L’argument dont je viens de me servir ne s’applique qu’aux pays dont la monnaie est métallique, et où il n’y a point de papier-monnaie. L’or, ainsi que toute autre marchandise, a une valeur courante qui se règle en définitive par le degré comparatif de facilité ou de difficulté de la production ; et quoique, par sa nature durable et par la difficulté d’en diminuer la quantité, il ne soit pas très-sujet à éprouver des variations dans son prix courant, cette difficulté augmente encore beaucoup en raison de ce qu’il sert de monnaie.

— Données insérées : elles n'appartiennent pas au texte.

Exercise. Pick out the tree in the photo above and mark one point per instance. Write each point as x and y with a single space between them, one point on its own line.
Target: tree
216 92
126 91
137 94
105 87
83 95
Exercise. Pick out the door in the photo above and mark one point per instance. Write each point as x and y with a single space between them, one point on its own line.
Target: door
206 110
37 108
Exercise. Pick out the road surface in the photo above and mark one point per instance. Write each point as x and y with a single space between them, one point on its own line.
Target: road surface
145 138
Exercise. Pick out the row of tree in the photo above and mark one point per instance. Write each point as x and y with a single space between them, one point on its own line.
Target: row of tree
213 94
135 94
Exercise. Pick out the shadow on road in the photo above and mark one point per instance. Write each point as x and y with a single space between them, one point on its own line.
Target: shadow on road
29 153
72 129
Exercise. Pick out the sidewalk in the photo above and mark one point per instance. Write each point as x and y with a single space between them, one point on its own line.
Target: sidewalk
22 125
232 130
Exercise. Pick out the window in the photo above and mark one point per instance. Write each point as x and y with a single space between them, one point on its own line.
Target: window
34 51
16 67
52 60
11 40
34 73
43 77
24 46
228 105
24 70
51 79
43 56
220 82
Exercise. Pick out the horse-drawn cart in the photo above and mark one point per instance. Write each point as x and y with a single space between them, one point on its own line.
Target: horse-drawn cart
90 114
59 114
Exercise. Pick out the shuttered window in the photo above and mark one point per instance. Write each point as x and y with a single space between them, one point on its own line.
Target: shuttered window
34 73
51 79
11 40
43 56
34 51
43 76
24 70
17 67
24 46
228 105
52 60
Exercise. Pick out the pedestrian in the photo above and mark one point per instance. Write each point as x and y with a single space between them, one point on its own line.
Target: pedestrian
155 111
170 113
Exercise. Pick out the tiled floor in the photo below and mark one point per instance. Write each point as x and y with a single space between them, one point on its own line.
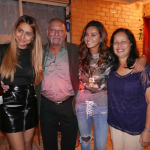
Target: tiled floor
5 146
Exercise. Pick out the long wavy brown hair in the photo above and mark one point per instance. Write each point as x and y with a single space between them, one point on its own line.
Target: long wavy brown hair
10 60
85 54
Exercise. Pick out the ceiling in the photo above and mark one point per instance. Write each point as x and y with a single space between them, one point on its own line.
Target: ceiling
130 1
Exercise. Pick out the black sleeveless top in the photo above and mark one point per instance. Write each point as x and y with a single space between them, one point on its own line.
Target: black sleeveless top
23 75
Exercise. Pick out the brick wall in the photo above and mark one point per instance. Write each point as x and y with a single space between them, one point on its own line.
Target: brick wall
112 14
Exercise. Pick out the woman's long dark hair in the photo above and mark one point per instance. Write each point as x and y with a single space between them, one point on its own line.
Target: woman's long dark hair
85 54
133 52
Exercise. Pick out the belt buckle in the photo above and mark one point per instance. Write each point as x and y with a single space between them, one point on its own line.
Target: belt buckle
57 103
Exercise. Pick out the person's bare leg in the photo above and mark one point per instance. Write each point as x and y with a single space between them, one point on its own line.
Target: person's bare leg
16 140
28 136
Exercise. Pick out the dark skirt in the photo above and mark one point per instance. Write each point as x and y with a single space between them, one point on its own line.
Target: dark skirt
19 109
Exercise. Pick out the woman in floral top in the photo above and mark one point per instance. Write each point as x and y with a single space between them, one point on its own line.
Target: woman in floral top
91 104
91 99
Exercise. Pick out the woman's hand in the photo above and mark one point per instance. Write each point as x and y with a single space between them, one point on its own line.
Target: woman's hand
145 138
139 64
5 87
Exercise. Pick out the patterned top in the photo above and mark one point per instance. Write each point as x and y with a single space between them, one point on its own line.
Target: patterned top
94 91
126 101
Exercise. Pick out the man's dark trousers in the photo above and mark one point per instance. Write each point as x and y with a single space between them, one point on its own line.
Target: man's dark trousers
51 115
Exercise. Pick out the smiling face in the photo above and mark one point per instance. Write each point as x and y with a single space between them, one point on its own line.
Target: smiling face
92 39
23 35
56 33
121 45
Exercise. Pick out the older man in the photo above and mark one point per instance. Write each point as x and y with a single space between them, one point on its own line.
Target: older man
59 86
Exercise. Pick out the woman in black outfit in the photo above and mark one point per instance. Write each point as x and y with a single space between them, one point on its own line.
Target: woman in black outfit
21 68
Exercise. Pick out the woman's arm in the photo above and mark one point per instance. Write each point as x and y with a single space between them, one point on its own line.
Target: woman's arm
139 64
145 136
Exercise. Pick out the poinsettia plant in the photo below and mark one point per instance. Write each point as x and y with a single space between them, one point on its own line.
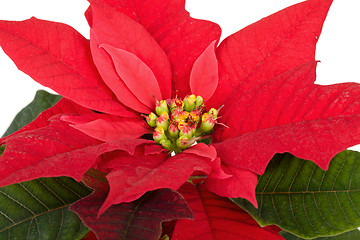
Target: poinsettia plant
170 134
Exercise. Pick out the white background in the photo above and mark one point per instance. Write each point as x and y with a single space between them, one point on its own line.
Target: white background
338 47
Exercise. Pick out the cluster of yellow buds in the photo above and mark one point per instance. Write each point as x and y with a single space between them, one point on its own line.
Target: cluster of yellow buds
179 123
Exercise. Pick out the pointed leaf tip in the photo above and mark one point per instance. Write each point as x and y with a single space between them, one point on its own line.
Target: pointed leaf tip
137 76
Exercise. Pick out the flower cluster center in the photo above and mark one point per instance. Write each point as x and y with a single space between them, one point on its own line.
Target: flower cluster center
178 124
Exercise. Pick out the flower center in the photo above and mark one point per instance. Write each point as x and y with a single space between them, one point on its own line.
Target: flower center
178 124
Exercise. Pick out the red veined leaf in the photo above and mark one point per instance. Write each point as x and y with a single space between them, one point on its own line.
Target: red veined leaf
90 236
132 176
204 74
289 114
136 75
183 38
108 128
269 47
140 219
238 183
52 151
122 32
61 107
37 48
217 218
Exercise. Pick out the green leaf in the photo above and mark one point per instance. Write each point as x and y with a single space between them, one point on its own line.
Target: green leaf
39 209
352 235
303 199
42 101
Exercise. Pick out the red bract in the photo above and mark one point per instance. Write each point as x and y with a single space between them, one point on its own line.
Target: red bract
142 50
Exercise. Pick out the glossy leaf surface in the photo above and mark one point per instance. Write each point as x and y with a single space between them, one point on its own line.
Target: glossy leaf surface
217 218
351 235
140 219
43 100
38 209
303 199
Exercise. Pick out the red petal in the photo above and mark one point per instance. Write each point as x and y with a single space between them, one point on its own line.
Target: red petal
136 75
138 220
287 114
183 38
269 47
217 218
204 74
114 28
55 150
108 128
240 183
63 106
132 176
57 56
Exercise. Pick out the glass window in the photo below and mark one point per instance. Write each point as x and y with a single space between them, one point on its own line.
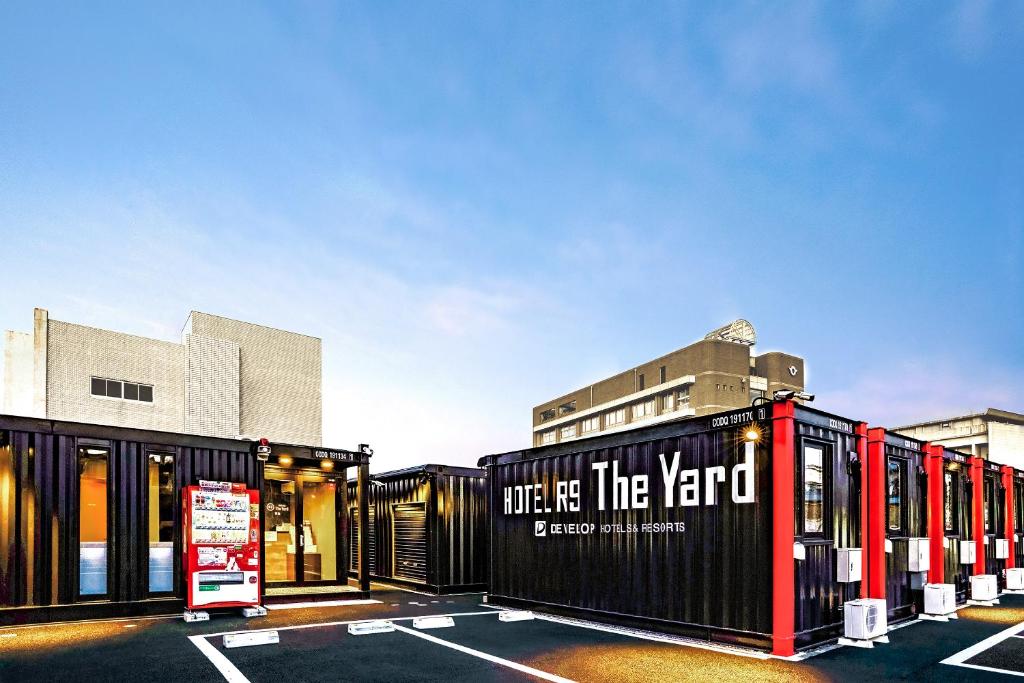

Si la quantité de l’or, considéré uniquement comme marchandise, n’était, dans le marché, que de dix mille onces, et que la consommation de nos manufactures fût de deux mille onces par an, l’or pourrait hausser d’un quart ou de 25% de sa valeur dans un an, si l’approvisionnement annuel venait à être retiré ; mais si, en raison de ce qu’il sert de monnaie, sa quantité était de cent mille onces, il faudrait dix ans pour que la valeur de l’or pût hausser d’un quart. Comme la monnaie de papier peut être très-facilement réduite en quantité, sa valeur, quoique réglée d’après celle de l’or, augmenterait aussi rapidement que le ferait celle de ce métal, s’il n’avait aucun rapport avec la monnaie.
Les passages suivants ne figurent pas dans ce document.